Mortgage loan proceeds will be used to refinance approximately $493.0 million of existing debt, pay a total of $2.5 million in closing costs and return approximately $144.5 million in equity to the sponsor. The certificates will follow a pro-rata paydown for the initial 30% of the loan amount and a standard senior-sequential paydown thereafter. The borrower has a one-time right to obtain a mezzanine loan, subject to a loan-to-value ratio (LTV) and debt yield (DY) no worse than at the closing date, among other provisions outlined in the loan agreement.
Among other matters, this refinancing represents ≈ $145 million of liquidity for BREIT.
RE II | Week #10 | Housekeeping Notes – 05/27/2025
FYI: As earlier noted, Booth is co-hosting this year’s PREA Institute with Wisconsin. If you’re interested, the finalized program is attached. You’ll see that many of the topics covered in class will be part of the program.

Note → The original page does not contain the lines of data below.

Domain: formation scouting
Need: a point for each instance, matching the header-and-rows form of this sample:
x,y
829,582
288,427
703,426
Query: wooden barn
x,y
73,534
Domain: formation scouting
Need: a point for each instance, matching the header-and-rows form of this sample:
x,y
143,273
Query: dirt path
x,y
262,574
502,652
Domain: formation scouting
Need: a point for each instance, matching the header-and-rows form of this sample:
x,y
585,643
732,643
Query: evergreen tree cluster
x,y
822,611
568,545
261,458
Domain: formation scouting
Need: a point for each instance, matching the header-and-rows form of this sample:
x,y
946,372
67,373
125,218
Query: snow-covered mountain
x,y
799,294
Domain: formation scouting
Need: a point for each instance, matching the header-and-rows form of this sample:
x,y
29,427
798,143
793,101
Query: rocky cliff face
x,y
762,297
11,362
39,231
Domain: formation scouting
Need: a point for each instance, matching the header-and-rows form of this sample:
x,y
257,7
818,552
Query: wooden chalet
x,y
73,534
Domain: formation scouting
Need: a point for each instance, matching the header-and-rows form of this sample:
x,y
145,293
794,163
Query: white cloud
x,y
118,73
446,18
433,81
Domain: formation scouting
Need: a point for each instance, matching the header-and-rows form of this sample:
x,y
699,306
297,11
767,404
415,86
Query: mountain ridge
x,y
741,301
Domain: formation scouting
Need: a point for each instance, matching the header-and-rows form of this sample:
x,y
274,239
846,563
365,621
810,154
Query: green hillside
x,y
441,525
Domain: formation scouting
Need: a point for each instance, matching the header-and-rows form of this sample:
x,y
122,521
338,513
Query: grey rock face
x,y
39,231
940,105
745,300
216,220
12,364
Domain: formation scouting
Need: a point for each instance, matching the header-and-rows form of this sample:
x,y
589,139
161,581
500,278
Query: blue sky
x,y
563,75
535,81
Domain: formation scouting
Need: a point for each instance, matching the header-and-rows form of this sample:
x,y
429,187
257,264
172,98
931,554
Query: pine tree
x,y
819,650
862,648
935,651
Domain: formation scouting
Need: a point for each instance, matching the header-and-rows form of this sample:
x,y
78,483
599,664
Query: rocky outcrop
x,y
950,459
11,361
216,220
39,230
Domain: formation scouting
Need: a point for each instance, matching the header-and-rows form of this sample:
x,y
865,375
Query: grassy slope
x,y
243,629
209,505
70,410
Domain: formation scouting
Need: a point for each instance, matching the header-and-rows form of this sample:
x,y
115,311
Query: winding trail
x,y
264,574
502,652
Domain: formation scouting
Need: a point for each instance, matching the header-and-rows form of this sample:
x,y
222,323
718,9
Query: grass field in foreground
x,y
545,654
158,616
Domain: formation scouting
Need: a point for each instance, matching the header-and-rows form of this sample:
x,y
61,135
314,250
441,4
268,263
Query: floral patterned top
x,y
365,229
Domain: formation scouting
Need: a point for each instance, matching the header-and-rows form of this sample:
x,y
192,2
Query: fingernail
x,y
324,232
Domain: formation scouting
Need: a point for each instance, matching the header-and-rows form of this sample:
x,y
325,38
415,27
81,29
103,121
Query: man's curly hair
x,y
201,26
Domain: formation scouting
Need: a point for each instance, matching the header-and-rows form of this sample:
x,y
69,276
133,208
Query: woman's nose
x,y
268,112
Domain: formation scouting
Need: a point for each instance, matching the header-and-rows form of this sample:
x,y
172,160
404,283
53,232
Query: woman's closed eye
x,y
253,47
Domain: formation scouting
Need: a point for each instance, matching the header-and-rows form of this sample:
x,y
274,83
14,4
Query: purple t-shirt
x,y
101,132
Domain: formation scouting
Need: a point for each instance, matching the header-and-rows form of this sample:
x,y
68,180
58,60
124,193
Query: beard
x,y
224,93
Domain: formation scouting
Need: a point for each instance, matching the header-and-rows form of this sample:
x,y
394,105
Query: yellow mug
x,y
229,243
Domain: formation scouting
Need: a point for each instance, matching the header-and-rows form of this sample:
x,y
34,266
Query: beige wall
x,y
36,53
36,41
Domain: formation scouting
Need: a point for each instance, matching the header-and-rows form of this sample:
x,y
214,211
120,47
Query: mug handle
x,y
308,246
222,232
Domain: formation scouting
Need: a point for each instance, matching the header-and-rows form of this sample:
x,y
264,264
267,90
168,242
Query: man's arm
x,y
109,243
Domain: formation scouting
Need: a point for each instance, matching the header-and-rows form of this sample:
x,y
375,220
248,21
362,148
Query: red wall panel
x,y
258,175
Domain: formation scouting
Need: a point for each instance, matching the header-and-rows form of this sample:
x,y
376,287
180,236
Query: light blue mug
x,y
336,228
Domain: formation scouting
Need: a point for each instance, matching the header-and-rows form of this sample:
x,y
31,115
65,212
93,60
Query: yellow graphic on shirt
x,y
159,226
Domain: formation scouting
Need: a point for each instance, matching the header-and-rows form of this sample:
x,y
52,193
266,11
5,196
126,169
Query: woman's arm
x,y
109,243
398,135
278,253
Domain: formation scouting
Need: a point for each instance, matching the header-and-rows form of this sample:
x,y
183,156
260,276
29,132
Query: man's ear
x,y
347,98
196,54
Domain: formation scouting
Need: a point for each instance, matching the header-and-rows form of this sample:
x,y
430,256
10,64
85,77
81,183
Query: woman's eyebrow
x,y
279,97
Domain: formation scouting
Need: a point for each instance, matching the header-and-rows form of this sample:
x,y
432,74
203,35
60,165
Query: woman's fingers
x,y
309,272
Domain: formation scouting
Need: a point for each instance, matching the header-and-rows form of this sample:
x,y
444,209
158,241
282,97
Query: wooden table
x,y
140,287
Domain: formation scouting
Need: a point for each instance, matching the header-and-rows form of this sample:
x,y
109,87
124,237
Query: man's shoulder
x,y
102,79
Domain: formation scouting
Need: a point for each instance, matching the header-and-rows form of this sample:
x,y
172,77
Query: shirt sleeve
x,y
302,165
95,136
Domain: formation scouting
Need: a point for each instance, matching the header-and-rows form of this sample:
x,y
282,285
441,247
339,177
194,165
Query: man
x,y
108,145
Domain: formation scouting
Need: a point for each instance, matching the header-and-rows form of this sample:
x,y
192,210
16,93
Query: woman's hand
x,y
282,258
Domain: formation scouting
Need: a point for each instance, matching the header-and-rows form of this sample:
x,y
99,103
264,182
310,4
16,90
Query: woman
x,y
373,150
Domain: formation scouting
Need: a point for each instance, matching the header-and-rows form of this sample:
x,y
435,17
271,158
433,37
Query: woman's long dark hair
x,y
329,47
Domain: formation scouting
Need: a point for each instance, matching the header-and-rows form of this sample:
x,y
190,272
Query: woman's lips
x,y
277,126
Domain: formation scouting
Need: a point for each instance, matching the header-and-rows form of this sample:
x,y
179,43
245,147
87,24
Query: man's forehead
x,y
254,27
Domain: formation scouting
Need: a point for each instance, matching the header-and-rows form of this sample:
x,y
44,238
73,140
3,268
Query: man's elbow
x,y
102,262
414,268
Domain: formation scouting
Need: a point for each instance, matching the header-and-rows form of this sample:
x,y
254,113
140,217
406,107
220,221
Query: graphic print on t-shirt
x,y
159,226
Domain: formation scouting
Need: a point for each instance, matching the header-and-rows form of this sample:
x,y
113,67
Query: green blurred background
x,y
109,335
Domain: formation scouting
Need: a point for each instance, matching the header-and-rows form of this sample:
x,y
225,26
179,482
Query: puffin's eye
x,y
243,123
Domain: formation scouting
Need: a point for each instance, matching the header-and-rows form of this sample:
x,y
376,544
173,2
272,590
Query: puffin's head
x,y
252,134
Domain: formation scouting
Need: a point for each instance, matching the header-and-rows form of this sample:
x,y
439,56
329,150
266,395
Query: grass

RE II | Week #10 | Housekeeping Notes – 06/02/2025
FYI: You might recall Bill Stein’s guest lecture in Week #7; one of the topics he discussed was BX’s acquisition of (the data center REIT) QTS. The wisdom of which is now in some dispute – per the attached NY Times article. For my 2¢, I don’t generally bet against BX.
RE II | Week #10 | Housekeeping Notes – 06/05/2025
FYI: Two interesting articles from Grant’s: the first throws a little bit of shade on fan-favorite data centers and the second describes the complexity of deals in the secondary market for LP interests – candidly, I had little appreciation for how complicated it can become.